On Tuesday I hiked along the reservoir shore with my children. I lay in the sand while they surrounded me with driftwood, became a sculpture: Mother at Rest. We found the bleached exoskeleton of a crayfish, and watched a snake curl up at the base of a tree. The loons bobbed on the waves in the distance, little more than black marks in the open water. The summer light had already broken, changed in the way that tells us to prepare, prepare, the leaves will fall, the snow will come.

It’s all so short, isn’t it?

On Wednesday I sent my son away with four other boys, two men, for five days of wilderness. Today it’s been raining on and off, and somewhere my boy has made himself a space in the woods, is warming himself by his own fire, preparing for this night, the one he will spend completely alone. Before he left, we looked each other in the eye, me looking up, because my little boy is now inches taller than I am, and what I saw was this, a boy who is less and less a boy, who needed me to see that he is straddling two worlds right now–one of driftwood sculptures and one of tending his own campsite through the night–and to begin to let go.

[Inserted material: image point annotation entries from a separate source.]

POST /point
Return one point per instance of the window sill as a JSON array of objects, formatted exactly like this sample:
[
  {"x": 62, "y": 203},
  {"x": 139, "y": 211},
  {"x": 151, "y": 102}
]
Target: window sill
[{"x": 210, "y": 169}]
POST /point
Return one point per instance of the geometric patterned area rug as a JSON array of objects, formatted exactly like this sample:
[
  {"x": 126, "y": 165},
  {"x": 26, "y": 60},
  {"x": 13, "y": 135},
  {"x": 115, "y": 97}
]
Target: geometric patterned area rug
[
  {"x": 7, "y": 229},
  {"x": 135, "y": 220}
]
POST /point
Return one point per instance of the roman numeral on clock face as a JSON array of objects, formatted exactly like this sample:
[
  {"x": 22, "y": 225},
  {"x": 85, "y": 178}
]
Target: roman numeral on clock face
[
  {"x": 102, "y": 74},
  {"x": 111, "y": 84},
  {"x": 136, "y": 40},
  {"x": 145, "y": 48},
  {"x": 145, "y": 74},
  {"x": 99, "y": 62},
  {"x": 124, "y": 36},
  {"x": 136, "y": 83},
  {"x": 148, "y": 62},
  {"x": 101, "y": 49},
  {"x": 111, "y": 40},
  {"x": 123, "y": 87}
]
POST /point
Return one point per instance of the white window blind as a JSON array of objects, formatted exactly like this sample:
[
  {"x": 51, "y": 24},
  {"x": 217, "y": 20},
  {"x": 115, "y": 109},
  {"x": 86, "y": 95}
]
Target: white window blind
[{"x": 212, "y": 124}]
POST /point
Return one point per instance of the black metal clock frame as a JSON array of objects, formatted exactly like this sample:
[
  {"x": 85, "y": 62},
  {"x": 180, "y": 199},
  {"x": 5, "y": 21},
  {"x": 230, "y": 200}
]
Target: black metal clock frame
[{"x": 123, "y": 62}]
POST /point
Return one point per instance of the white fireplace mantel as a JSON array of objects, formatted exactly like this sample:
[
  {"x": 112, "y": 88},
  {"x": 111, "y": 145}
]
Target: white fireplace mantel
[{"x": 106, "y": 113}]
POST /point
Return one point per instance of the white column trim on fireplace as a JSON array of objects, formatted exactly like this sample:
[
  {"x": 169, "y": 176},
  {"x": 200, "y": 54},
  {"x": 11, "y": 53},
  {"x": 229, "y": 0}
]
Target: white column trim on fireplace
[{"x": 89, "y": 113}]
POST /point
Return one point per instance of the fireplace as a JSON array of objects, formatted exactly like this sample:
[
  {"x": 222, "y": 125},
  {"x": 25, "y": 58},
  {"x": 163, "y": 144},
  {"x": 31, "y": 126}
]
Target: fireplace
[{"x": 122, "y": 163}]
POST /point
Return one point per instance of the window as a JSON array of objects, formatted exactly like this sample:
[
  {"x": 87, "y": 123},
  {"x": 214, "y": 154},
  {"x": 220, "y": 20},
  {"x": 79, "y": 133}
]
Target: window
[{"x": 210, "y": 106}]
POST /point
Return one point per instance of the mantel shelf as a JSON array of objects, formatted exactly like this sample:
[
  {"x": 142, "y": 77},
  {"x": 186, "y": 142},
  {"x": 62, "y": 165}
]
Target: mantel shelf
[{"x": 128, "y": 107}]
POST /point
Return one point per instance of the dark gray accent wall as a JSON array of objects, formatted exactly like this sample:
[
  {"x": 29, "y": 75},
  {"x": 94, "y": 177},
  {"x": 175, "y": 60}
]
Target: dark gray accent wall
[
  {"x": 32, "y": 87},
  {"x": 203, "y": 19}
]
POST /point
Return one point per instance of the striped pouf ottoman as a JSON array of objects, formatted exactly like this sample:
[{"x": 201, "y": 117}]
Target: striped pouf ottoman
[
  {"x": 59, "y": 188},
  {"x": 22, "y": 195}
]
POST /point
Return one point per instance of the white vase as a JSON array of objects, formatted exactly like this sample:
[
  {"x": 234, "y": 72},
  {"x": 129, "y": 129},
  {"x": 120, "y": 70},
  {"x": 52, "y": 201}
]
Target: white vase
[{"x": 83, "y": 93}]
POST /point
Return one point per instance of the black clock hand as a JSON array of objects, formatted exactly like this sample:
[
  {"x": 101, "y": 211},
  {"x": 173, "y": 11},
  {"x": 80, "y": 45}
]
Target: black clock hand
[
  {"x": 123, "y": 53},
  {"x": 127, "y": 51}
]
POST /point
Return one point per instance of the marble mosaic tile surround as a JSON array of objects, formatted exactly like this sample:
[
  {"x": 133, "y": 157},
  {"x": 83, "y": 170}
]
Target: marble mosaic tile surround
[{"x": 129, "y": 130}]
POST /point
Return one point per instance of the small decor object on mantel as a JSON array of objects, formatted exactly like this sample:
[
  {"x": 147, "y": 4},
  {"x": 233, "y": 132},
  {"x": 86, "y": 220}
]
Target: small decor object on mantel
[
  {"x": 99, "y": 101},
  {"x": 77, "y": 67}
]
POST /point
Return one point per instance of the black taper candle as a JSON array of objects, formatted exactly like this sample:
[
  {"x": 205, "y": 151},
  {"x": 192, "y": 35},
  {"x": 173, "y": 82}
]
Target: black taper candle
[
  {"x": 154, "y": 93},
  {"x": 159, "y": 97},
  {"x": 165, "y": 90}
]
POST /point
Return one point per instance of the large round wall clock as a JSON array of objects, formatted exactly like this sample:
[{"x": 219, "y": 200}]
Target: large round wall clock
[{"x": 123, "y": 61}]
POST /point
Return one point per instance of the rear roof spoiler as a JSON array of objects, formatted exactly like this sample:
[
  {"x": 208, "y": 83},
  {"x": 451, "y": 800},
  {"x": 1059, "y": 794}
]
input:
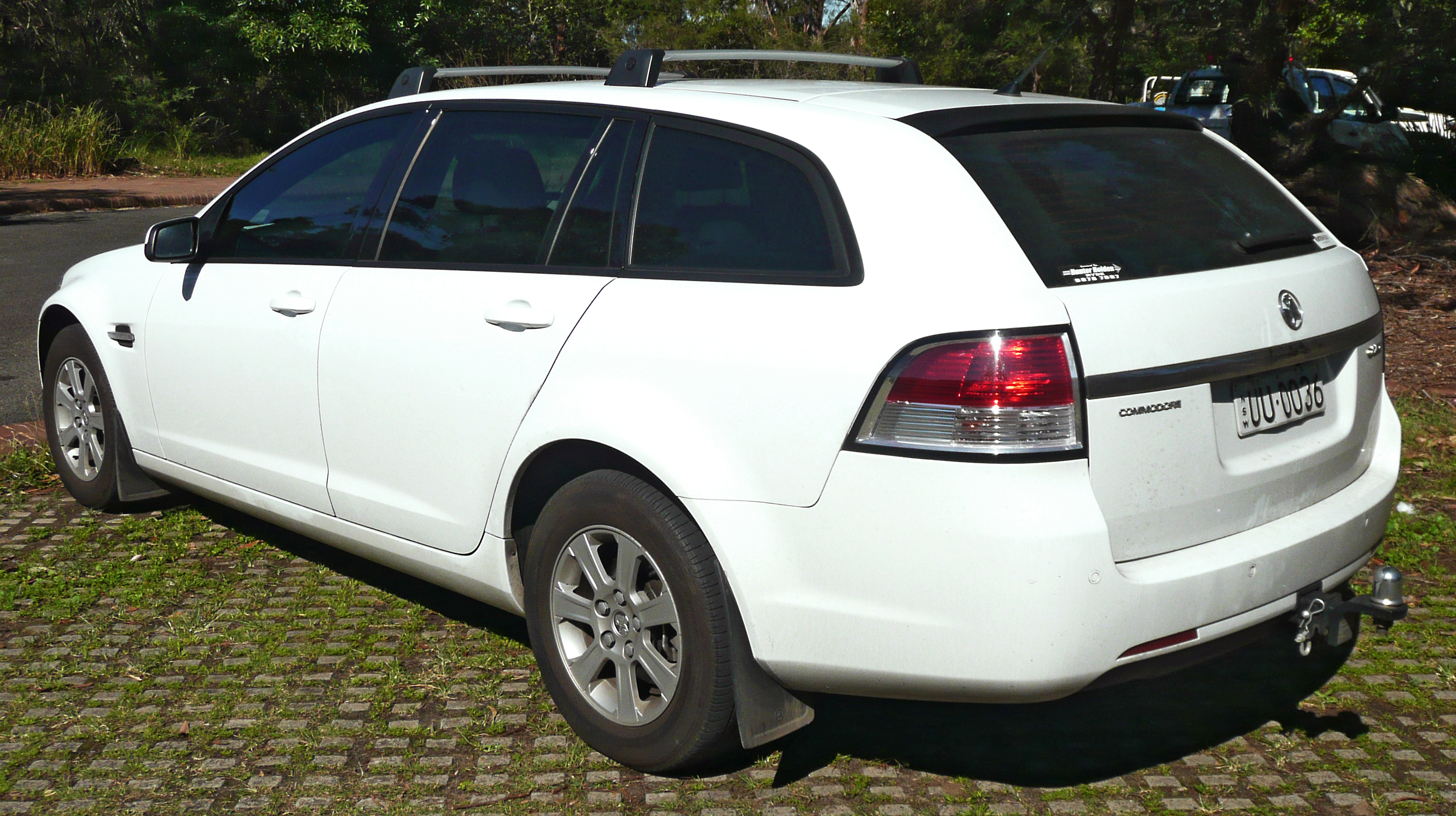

It is tempting to hold on too tight, to try to keep things unchanged. Stay, I long to say, stay small, stay safe, stay by my side. But we’re made to grow. As much as we seem hellbent on stasis, as much as we put all our energy into refusing change–of bodies, of hearts, of minds–we are made to grow, to learn, to evolve, right up until the end. To deny that is to bring about our own ruin.

The light changes. So do we. So does everything. Instead of stay, I say go, I will be here when you come back, to hear your stories, to help you ready for your next step away. I will try to make this world a better place to go out into, and I will try help you learn to stay open, to hear, to carry compassion with you, to know that laughter doesn’t stay, but neither does tears.

Go. Be bold. Be brave. You are loved.